If there is even a slight possibility that you might want to replicate your dynamodb data for any reason – disaster recovery (DR) needs – scaling your application to get closer to your customer bases – to work with some other application in another region – don’t start out with the AWS::DynamoDB::Table cloudformation resource and go directly with Global Tables: AWS::DynamoDB::GlobalTable.
With Global Tables you have scalability and recovery baked in for the future, even if you don’t need it immediately! It just makes the switch to replicating your existing data seamless and managed for you when you decide to go for it. Otherwise your options are as tedious as any data migration exercise even with Dynamodb
This post will cover two things:
- First, demonstrate how to create a Dynamodb Global Table using cloudformation – nice and easy!
- And then show why you should definitely, and I mean most definitely keep your Global Tables in a separate cloudformation stack from the rest of your application – because it would defeat the whole purpose by preventing you from being able to replicate the rest of the stack!
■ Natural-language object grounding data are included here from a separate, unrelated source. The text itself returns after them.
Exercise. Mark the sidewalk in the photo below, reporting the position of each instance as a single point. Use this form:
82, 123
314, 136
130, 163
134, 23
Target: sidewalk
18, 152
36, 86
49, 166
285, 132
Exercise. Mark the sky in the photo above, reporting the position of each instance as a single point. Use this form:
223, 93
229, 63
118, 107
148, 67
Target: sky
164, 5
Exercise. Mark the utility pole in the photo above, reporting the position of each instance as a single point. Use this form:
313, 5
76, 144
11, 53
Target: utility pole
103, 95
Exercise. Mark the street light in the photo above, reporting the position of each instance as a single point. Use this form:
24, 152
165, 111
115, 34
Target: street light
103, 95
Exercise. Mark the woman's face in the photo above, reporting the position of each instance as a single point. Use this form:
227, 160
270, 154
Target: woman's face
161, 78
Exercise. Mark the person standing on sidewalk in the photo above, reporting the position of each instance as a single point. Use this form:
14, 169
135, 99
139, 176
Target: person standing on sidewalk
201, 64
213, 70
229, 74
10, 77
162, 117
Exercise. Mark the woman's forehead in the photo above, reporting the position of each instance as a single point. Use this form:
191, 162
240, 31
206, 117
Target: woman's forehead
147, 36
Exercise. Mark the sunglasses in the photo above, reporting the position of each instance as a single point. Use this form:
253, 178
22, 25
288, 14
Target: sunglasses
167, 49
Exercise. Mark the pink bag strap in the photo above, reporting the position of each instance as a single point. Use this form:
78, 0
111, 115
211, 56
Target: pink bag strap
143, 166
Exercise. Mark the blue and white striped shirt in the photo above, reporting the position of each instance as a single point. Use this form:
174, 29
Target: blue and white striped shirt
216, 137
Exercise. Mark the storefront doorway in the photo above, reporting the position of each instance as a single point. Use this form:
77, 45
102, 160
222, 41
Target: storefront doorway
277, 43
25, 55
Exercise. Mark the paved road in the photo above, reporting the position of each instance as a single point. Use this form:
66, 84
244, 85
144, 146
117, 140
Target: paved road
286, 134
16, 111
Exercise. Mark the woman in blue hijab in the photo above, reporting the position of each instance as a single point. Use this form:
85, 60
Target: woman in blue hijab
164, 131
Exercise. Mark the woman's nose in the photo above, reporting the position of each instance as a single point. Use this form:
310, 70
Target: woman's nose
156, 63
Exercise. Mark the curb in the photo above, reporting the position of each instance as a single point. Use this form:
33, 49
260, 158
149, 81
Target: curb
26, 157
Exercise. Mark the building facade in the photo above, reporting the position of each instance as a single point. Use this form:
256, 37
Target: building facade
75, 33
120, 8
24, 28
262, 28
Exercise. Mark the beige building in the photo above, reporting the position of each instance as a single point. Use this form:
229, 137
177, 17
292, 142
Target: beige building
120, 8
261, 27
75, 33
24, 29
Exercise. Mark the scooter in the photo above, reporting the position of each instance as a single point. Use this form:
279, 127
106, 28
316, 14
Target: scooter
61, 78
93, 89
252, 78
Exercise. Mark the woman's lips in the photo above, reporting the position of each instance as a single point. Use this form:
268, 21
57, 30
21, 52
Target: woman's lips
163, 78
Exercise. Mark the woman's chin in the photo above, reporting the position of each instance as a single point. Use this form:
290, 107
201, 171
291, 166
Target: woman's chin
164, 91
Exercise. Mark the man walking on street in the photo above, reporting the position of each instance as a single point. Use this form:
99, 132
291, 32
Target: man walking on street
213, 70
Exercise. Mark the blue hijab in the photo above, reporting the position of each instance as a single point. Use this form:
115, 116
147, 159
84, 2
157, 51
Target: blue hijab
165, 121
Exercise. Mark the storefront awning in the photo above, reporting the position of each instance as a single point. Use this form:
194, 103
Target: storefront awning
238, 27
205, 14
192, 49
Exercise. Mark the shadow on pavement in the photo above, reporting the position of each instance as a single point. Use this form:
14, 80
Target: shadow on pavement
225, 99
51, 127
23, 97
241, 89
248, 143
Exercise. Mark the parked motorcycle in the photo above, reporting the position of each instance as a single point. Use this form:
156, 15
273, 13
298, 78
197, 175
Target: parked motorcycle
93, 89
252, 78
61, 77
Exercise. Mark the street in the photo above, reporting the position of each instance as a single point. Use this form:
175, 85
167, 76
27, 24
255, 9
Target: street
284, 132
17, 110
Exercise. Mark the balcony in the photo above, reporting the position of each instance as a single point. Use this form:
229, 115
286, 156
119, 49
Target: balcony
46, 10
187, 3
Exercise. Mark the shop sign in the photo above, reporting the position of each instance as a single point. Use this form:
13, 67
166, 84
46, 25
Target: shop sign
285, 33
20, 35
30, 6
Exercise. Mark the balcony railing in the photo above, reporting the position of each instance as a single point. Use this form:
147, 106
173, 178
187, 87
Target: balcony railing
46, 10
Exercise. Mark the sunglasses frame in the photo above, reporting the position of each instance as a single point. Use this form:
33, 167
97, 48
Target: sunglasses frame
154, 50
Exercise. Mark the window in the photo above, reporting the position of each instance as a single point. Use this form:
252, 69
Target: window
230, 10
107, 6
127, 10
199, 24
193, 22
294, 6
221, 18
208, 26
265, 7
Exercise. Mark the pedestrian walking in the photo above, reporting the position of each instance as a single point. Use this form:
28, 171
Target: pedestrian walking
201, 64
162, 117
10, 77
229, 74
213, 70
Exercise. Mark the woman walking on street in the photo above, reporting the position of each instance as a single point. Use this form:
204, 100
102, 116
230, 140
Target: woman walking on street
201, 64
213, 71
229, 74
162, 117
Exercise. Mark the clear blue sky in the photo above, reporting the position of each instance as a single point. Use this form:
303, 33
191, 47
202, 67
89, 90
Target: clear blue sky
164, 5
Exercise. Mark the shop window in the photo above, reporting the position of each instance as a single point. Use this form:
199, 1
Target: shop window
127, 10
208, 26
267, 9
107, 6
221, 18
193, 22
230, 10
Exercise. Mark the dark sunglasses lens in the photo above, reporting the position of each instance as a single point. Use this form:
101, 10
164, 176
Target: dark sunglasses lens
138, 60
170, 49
Creating a DynamoDB Global Table with Cloudformation.
In a nutshell –
- Design it as you would any regular good old dynamodb table thinking of your access patterns and using single table design.
- Set the type to AWS::DynamoDB::GlobalTable
- Set the Stream Specification – because there is no special sause AWS uses for replicating your data in global tables and it needs dynamodb streams.
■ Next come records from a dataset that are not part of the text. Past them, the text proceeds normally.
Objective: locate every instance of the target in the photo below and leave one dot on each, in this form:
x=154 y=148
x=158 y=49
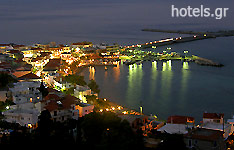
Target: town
x=43 y=98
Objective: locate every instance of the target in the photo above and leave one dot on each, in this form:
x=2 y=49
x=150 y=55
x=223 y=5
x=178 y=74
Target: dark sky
x=31 y=21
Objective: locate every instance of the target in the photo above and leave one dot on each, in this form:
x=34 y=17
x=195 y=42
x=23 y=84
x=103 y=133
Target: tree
x=6 y=79
x=107 y=131
x=75 y=79
x=93 y=86
x=173 y=141
x=43 y=90
x=45 y=125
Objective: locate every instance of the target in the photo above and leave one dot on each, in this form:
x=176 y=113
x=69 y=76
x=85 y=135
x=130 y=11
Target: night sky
x=31 y=21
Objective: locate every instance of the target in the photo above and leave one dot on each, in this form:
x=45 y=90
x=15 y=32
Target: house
x=213 y=117
x=24 y=116
x=84 y=109
x=81 y=91
x=178 y=125
x=63 y=108
x=231 y=122
x=81 y=45
x=26 y=96
x=29 y=77
x=204 y=139
x=23 y=92
x=3 y=94
x=215 y=121
x=52 y=66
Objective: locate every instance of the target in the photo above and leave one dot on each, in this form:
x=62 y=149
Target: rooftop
x=213 y=116
x=204 y=134
x=180 y=119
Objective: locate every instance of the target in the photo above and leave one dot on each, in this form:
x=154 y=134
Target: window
x=55 y=113
x=215 y=144
x=190 y=143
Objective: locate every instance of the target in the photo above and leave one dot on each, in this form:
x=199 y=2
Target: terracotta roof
x=51 y=97
x=213 y=115
x=53 y=64
x=51 y=106
x=20 y=73
x=180 y=119
x=204 y=134
x=82 y=43
x=36 y=59
x=5 y=44
x=50 y=90
x=43 y=54
x=15 y=52
x=29 y=76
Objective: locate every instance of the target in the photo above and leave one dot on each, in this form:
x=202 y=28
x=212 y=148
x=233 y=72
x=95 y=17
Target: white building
x=26 y=96
x=23 y=92
x=84 y=109
x=81 y=91
x=215 y=121
x=24 y=114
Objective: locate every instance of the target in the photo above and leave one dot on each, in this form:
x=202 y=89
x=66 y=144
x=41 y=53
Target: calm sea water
x=174 y=88
x=163 y=88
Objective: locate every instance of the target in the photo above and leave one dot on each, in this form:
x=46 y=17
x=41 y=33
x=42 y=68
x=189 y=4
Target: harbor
x=132 y=56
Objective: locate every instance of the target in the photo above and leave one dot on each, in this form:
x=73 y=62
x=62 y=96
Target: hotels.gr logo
x=218 y=13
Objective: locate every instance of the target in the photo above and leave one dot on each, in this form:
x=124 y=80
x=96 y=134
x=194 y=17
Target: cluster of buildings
x=45 y=65
x=211 y=134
- And most importantly provide the Replicas property which is a list of regions to replicate to.
- To start with lets just set this to a single region.
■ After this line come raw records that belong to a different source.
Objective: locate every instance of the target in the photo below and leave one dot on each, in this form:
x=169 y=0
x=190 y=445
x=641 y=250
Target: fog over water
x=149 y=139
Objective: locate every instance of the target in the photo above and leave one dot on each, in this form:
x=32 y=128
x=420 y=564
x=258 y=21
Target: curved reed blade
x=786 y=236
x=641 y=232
This is how a simple table would look like.
GlobalTable:
Type: AWS::DynamoDB::GlobalTable
Properties:
TableName: my-replicating-table
BillingMode: PAY_PER_REQUEST
StreamSpecification:
StreamViewType: NEW_AND_OLD_IMAGES
Replicas:
- Region: us-east-1
AttributeDefinitions:
- AttributeName: primary_key
AttributeType: S
KeySchema:
- AttributeName: primary_key
KeyType: HASH
That is really all there is to it.
And now when you need replication in the future, simply extend the replica list.
Replicas:
- Region: us-east-1
- Region: us-east-2
- Region: us-west-1
And why you should keep this separate from other resources in the stack
Nothing like demonstrating the problem. Lets say we include a Lambda to reference the table in the same stack…
GlobalTable:
Type: AWS::DynamoDB::GlobalTable
Properties:
TableName: my-replicating-table
BillingMode: PAY_PER_REQUEST
StreamSpecification:
StreamViewType: NEW_AND_OLD_IMAGES
Replicas:
- Region: us-east-1
- Region: us-east-2
AttributeDefinitions:
- AttributeName: primary_key
AttributeType: S
KeySchema:
- AttributeName: primary_key
KeyType: HASH
Lambda:
Type: AWS::Serverless::Function
Properties:
Policies:
- DynamoDBReadPolicy:
TableName: !Ref GlobalTable
This will work when you create the stack in the first region, say us-east-1. And will create the replica dynamodb in use-east-2. But if you next try to deploy your Lambda to the second region – it will not allow you because the table already exists.
Perhaps AWS will handle this scenario in the future – but for the moment, you really need to keep your dynamodbs in a separate stack. And in fact, there are benefits to keeping critical infrastructure like databases separate in any case as it would minimize the risk of accidentally deleting the stack if someone forgot to set:
DeletionPolicy: Retain
UpdateReplacePolicy: Retain
In either case, the solution I like to use is to simply reference the global table names in other stacks as parameters, like so.
Parameters:
GlobalTable:
Type: String
Default: my-replicating-table
Lambda:
Type: AWS::Serverless::Function
Properties:
Policies:
- DynamoDBReadPolicy:
TableName:
Ref: GlobalTable
And that I find to be a nice consistent pattern to managing stacks.